The apparent reasons for the sharp increase in management rights disputes can be summarized into three main points: ▲ Diluted ownership and weakened ties of the owner family after second-generation management ▲ The elevated status of private equity funds ▲ Increase in individual shareholders and activist funds. Park Joo-geun, CEO of Leaders Index, a corporate analysis research institute, said, "In the past, circular shareholding was common, but now most owner families control groups with small stakes through holding companies," adding, "As ownership is diluted due to inheritance taxes during succession, control weakens, creating space for institution-only private equity funds and hedge funds to intervene, which is the current trend in the capital market."


In fact, applying this to the recent case of Korea Zinc, the Choi family, who hold the chairman position, own only 15.6% of shares. The largest shareholder is Youngpoong, owned by the Jang family, with 25.4%. Fundamentally, since the owner family's stake controlling management rights is weak, the structure is such that disputes can arise anytime if the 'sense of partnership' is shaken. A hedge fund official said, "Foreign investors are also aware that Korean companies' governance is weak, so they are always eyeing potential targets." He added that the governance of Korean companies has not changed since the 'Sovereign incident' 21 years ago, when the foreign asset management firm Sovereign became the largest shareholder of SK Inc.


Moreover, as the scale and status of institution-only private equity funds grow, their involvement in management rights disputes is increasing as they seek new opportunities. MBK Partners, the largest private equity fund operator in Northeast Asia, had assets of about 40 trillion won as of the end of February, with the combined sales of invested companies reaching about 63 trillion won.
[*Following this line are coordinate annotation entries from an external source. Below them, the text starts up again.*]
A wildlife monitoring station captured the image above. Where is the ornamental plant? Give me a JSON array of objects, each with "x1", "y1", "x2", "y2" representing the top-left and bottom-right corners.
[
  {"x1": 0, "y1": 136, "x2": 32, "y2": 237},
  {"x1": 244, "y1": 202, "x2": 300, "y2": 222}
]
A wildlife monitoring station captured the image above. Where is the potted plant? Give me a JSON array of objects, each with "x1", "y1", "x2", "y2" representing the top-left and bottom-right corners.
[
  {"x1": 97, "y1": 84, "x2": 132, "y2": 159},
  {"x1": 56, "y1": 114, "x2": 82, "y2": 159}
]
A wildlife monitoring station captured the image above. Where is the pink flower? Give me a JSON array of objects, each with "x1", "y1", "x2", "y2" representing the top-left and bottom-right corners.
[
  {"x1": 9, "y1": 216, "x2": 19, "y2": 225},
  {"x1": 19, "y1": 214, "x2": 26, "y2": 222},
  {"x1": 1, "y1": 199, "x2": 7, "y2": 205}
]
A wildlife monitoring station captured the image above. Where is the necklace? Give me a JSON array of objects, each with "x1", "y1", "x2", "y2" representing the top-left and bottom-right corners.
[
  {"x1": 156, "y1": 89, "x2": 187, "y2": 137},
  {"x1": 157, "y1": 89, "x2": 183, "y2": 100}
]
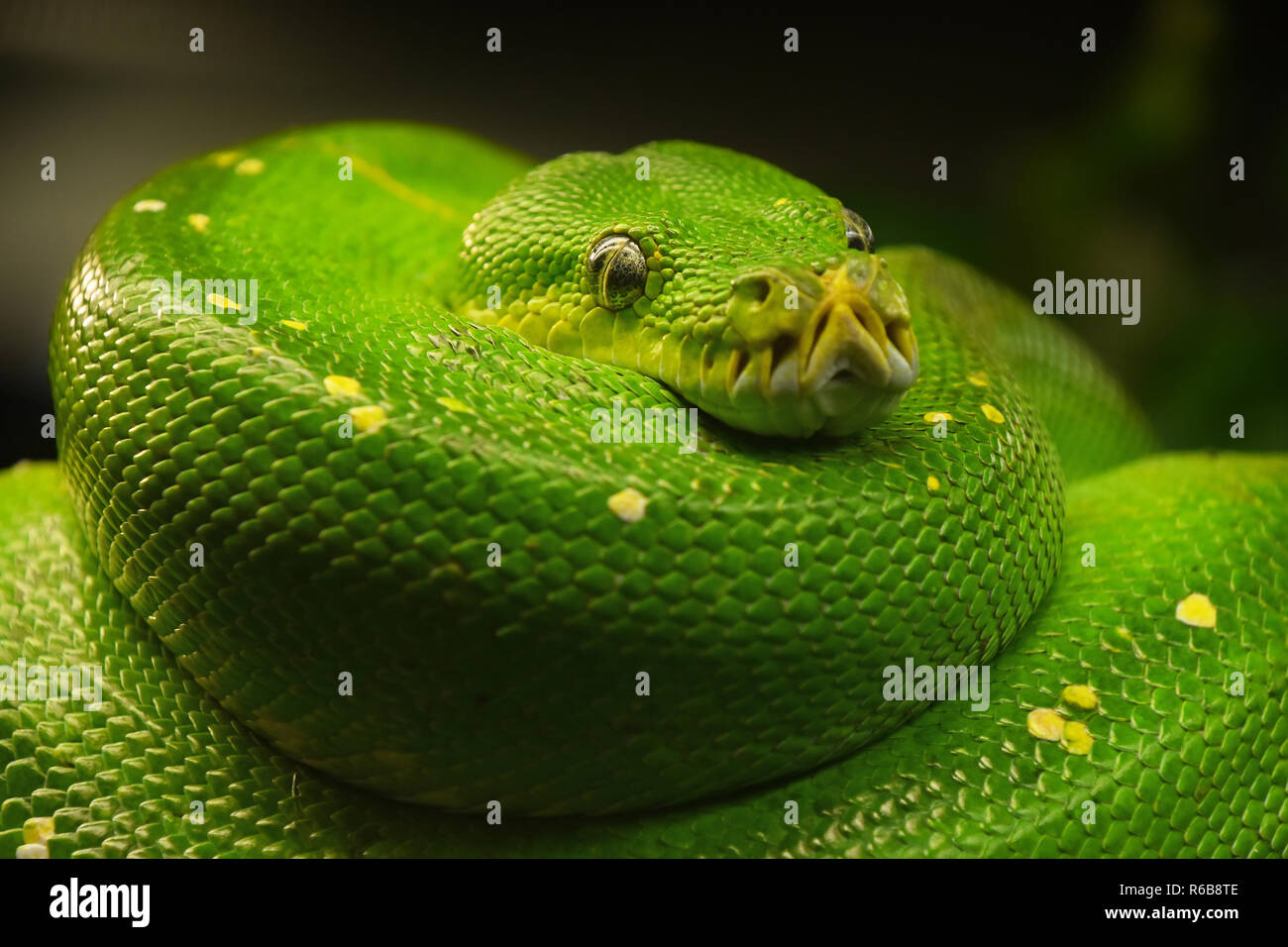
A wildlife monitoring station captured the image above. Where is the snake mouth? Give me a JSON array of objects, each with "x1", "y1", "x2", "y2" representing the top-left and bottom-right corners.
[
  {"x1": 796, "y1": 296, "x2": 919, "y2": 394},
  {"x1": 700, "y1": 254, "x2": 919, "y2": 437},
  {"x1": 728, "y1": 295, "x2": 921, "y2": 434}
]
The total commitment amount for domestic institution-only private equity funds reached 136.4 trillion won, breaking the record again last year. Among general private equity funds, so-called 'hedge funds,' the number of 'activist funds' that actively participate in management has also increased significantly, which is another factor in management rights disputes. The number of Korean companies attacked by activist funds last year was 77, a 9.6-fold increase compared to 8 in 2019.
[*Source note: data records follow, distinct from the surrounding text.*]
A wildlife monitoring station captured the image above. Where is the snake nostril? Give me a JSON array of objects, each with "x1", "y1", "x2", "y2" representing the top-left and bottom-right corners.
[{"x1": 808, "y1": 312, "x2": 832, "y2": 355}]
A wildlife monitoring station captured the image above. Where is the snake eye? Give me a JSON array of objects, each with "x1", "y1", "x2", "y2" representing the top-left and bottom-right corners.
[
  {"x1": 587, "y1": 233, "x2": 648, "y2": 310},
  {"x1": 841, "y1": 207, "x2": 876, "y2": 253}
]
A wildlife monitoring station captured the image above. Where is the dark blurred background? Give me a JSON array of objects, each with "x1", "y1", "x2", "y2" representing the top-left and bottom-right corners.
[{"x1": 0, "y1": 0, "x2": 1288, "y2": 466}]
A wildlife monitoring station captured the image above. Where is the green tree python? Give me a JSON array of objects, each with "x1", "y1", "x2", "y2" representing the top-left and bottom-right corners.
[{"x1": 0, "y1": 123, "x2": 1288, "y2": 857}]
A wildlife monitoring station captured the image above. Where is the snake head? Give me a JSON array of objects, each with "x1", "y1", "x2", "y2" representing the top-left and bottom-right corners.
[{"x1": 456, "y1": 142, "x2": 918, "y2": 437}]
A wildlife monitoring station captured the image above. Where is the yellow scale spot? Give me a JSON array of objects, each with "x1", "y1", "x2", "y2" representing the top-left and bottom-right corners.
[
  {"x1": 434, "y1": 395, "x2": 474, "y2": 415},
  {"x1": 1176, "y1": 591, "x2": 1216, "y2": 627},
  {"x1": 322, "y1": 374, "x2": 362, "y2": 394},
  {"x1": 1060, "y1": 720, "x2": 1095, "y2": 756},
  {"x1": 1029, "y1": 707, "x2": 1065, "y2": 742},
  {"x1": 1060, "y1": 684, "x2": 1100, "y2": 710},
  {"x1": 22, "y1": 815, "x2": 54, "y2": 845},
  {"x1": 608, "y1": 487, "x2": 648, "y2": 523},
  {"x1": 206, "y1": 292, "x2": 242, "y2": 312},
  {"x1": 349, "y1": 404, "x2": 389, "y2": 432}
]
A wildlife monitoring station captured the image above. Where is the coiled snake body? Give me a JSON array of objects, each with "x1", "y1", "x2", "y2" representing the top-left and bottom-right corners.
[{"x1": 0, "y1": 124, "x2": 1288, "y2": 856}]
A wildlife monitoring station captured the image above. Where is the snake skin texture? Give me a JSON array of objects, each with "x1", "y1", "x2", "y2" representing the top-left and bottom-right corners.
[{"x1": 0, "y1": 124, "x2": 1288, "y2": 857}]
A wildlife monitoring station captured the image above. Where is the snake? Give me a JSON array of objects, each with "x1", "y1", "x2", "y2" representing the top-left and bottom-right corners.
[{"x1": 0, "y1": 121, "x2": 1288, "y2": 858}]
'Korea Discount' also plays a role in disputes

Korea is considered one of the countries where the gap between the corporate value (valuation) assessed by the stock market and the M&A transaction price is large. It is common to pay a significant premium over the market price under the name of 'management rights premium.' Just this year, private equity fund operator Q Capital recently acquired drama production company Chorokbaem Media by paying more than three times the recent transaction price, and cases of paying tens of percent to several times more than the stock market price are not uncommon. An investment industry official said, "If the Korea Discount (the undervaluation of Korean companies) continues, where corporate value is not properly reflected in the stock market, management rights disputes will never subside."
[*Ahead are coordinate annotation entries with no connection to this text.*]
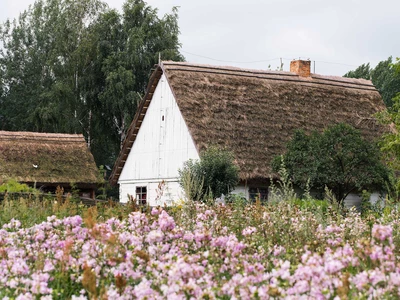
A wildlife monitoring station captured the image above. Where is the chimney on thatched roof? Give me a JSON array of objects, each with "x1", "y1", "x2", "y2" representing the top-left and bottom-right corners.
[{"x1": 290, "y1": 59, "x2": 311, "y2": 77}]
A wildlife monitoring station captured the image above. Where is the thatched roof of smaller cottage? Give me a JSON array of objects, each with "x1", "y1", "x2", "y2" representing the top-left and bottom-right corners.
[
  {"x1": 0, "y1": 131, "x2": 99, "y2": 187},
  {"x1": 111, "y1": 62, "x2": 386, "y2": 183}
]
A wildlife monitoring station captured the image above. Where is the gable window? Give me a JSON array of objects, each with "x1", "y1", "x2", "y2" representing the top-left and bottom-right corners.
[
  {"x1": 249, "y1": 187, "x2": 268, "y2": 202},
  {"x1": 136, "y1": 186, "x2": 147, "y2": 205}
]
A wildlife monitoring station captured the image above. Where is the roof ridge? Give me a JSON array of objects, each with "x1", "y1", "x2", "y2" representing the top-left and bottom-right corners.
[
  {"x1": 161, "y1": 61, "x2": 376, "y2": 90},
  {"x1": 0, "y1": 130, "x2": 85, "y2": 142}
]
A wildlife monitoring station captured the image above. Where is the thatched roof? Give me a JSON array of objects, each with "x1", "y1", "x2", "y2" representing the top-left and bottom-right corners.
[
  {"x1": 111, "y1": 62, "x2": 385, "y2": 183},
  {"x1": 0, "y1": 131, "x2": 99, "y2": 187}
]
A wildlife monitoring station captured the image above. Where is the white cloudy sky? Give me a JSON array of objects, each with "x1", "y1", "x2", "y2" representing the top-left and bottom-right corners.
[{"x1": 0, "y1": 0, "x2": 400, "y2": 75}]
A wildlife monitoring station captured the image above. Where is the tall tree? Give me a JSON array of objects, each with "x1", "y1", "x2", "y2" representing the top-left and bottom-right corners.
[
  {"x1": 273, "y1": 123, "x2": 389, "y2": 203},
  {"x1": 343, "y1": 56, "x2": 400, "y2": 107},
  {"x1": 0, "y1": 0, "x2": 183, "y2": 169},
  {"x1": 343, "y1": 63, "x2": 372, "y2": 80}
]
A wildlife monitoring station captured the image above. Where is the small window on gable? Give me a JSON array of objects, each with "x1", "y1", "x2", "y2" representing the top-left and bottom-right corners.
[
  {"x1": 249, "y1": 187, "x2": 268, "y2": 202},
  {"x1": 136, "y1": 186, "x2": 147, "y2": 205}
]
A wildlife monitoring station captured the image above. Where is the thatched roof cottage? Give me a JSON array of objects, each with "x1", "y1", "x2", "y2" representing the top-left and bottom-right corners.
[
  {"x1": 0, "y1": 131, "x2": 99, "y2": 198},
  {"x1": 111, "y1": 60, "x2": 385, "y2": 205}
]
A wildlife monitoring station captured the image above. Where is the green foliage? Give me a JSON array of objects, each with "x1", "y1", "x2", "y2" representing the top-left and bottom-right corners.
[
  {"x1": 343, "y1": 63, "x2": 372, "y2": 80},
  {"x1": 378, "y1": 58, "x2": 400, "y2": 198},
  {"x1": 0, "y1": 0, "x2": 183, "y2": 165},
  {"x1": 0, "y1": 179, "x2": 36, "y2": 193},
  {"x1": 179, "y1": 147, "x2": 239, "y2": 201},
  {"x1": 272, "y1": 123, "x2": 389, "y2": 203},
  {"x1": 344, "y1": 56, "x2": 400, "y2": 107}
]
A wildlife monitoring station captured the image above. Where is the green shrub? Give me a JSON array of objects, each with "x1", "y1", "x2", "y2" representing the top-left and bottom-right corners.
[{"x1": 179, "y1": 147, "x2": 239, "y2": 201}]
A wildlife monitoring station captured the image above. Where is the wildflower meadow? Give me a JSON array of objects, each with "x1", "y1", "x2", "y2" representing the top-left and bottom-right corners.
[{"x1": 0, "y1": 196, "x2": 400, "y2": 299}]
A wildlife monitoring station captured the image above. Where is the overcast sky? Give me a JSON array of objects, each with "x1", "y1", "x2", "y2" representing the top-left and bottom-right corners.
[{"x1": 0, "y1": 0, "x2": 400, "y2": 76}]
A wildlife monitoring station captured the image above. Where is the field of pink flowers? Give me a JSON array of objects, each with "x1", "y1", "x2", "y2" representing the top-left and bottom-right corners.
[{"x1": 0, "y1": 202, "x2": 400, "y2": 299}]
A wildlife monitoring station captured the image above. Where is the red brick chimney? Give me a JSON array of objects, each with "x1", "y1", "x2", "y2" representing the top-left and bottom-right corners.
[{"x1": 290, "y1": 60, "x2": 311, "y2": 77}]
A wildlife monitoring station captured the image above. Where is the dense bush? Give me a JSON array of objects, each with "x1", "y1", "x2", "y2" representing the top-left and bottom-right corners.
[
  {"x1": 179, "y1": 147, "x2": 239, "y2": 200},
  {"x1": 272, "y1": 123, "x2": 390, "y2": 202}
]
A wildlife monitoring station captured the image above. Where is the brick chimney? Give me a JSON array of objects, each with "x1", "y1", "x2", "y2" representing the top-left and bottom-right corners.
[{"x1": 290, "y1": 60, "x2": 311, "y2": 77}]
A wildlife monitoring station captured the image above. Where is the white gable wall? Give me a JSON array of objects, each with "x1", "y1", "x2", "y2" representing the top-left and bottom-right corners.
[{"x1": 118, "y1": 74, "x2": 199, "y2": 205}]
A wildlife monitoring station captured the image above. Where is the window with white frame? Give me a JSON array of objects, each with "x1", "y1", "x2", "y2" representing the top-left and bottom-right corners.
[{"x1": 136, "y1": 186, "x2": 147, "y2": 205}]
Since most Korean companies have similar governance and succession risks are expected to increase in the future, the general market outlook is that management rights disputes will continue to rise for the time being. It is said that second cases like 'Korea Zinc' and 'Hanmi Pharmaceutical' will continue to emerge. According to the corporate data research institute CEO Score, the largest shareholders of listed companies are still mostly first-generation owners (55.7%), but second-generation (25.6%) and third- and fourth-generation (10%) owners also hold a significant and gradually increasing share. Private equity funds are the largest shareholders in 2.2% (58 companies). Meanwhile, experts point out that stock prices, which have surged due to management rights issues, often return to their original levels after disputes end, so caution is advised when investing.